Mr Foote's Other Leg

Ian Kelly
Michael Codron, Anthony Pye-Jeary, Hampstead Theatre Productions and James L Nederlander
Theatre Royal Haymarket

Joseph Milson as David Garrick, Dervla Kirwan as Peg Woffington and Simon Russell Beale as Samuel Foote Credit: Nobby Clark

Ian Kelly scooped the Theatre Book Prize with his biography of eighteenth-century actor Samuel Foote and this dramatisation of some of the same material is another hit, sold out at Hampstead Theatre earlier this year and now it's in the West End.

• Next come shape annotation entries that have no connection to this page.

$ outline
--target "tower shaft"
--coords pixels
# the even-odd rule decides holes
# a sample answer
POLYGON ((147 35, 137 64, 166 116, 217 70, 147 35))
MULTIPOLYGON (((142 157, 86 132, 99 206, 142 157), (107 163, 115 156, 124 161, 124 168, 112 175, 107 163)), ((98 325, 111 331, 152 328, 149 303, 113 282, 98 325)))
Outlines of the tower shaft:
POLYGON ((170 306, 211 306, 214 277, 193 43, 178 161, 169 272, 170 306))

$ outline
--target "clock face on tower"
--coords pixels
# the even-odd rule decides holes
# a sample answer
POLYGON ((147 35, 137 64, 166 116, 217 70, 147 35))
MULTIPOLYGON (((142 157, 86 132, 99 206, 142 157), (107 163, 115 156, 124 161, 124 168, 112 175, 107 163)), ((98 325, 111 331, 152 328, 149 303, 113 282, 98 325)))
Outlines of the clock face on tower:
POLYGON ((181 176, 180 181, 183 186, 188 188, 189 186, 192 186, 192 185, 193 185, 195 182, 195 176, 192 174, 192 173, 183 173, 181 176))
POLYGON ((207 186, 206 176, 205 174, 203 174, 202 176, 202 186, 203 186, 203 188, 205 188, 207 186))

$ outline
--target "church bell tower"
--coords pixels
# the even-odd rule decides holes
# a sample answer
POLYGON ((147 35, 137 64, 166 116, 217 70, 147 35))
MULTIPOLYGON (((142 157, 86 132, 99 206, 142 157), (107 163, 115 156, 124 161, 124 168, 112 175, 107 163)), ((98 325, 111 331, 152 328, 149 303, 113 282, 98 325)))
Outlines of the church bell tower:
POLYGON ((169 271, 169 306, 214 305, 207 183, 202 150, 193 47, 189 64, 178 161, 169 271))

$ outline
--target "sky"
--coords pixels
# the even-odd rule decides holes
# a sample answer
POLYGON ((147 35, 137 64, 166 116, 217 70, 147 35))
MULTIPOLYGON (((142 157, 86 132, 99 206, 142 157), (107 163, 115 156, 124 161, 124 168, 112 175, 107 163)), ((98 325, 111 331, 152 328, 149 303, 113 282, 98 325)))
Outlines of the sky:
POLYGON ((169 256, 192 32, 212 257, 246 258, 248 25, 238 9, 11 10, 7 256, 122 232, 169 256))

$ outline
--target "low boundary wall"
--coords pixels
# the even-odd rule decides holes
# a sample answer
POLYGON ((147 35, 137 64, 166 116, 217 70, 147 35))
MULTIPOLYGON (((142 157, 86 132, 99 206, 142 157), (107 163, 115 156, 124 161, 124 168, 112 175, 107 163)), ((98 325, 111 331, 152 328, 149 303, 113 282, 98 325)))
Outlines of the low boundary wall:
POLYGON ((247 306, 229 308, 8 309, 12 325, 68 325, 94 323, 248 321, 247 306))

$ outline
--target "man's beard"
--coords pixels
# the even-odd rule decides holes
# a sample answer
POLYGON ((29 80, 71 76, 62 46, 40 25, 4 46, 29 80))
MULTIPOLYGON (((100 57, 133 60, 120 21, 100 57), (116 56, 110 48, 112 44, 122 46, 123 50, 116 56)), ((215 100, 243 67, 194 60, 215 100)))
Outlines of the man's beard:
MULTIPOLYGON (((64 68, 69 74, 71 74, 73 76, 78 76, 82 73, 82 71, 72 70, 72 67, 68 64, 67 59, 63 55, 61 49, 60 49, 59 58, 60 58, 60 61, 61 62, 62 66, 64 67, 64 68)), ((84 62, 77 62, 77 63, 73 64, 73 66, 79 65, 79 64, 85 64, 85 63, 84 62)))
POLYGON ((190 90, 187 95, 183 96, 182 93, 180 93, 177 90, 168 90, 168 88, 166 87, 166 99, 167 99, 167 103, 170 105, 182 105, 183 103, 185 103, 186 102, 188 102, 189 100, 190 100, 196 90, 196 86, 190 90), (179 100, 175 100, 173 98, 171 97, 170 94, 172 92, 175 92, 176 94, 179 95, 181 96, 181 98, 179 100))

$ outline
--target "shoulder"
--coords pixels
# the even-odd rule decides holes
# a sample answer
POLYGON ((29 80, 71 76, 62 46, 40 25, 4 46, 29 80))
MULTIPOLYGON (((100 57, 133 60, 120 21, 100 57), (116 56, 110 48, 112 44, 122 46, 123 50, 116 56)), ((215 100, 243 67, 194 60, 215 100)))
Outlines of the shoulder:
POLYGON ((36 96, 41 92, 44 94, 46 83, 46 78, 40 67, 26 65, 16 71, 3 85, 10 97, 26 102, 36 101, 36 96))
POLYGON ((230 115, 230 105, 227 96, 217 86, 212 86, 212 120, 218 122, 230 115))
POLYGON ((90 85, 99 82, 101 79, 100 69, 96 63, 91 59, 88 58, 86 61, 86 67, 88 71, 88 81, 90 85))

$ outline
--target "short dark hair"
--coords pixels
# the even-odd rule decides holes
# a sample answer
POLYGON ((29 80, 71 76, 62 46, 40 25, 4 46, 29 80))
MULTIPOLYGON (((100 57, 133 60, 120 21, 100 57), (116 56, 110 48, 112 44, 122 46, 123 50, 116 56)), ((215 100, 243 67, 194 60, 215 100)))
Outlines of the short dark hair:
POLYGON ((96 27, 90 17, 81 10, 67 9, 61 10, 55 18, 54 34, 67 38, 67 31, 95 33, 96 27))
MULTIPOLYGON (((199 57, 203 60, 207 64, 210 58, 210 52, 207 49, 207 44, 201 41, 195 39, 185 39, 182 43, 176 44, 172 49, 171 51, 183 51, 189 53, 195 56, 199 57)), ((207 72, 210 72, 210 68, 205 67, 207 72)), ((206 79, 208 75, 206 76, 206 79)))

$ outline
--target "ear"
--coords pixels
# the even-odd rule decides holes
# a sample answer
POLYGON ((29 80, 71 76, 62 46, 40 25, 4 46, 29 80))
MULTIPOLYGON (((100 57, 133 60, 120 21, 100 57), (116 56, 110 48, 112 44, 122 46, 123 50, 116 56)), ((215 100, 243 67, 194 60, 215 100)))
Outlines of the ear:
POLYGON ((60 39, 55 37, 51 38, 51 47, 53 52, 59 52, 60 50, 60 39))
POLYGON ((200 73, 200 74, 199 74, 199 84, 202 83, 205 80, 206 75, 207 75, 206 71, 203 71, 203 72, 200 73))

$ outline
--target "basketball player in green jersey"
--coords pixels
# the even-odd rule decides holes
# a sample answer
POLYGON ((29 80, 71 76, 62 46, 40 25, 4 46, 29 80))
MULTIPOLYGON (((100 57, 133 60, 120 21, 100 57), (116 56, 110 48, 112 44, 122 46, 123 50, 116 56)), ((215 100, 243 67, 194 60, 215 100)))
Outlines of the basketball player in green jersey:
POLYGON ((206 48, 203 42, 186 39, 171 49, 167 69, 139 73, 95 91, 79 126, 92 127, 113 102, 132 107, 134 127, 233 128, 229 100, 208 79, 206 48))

Sam Foote, comedy actor extraordinaire, was an eighteenth century star, a contemporary and friend of David Garrick. They both took elocution and acting lessons from Charles Macklin. Garrick and his sometime lover Margaret (Peg) Woffington are key characters in this story, along with American polymath politician Benjamin Franklin and pioneering surgeon Dr John Hunter.

Kelly open his play with a prologue in Dr Hunter’s macabre collection of preserved human body parts (they are now in London at the Royal College of Surgeon’s Hunterian Collection and at Glasgow University). Foote’s cockney prompter / stage manager and his black West Indian valet / dresser are attempting to purloin his amputated limb to bury it with the rest of him in Westminster Abbey. It then goes back thirty years behind the scenes with Macklin.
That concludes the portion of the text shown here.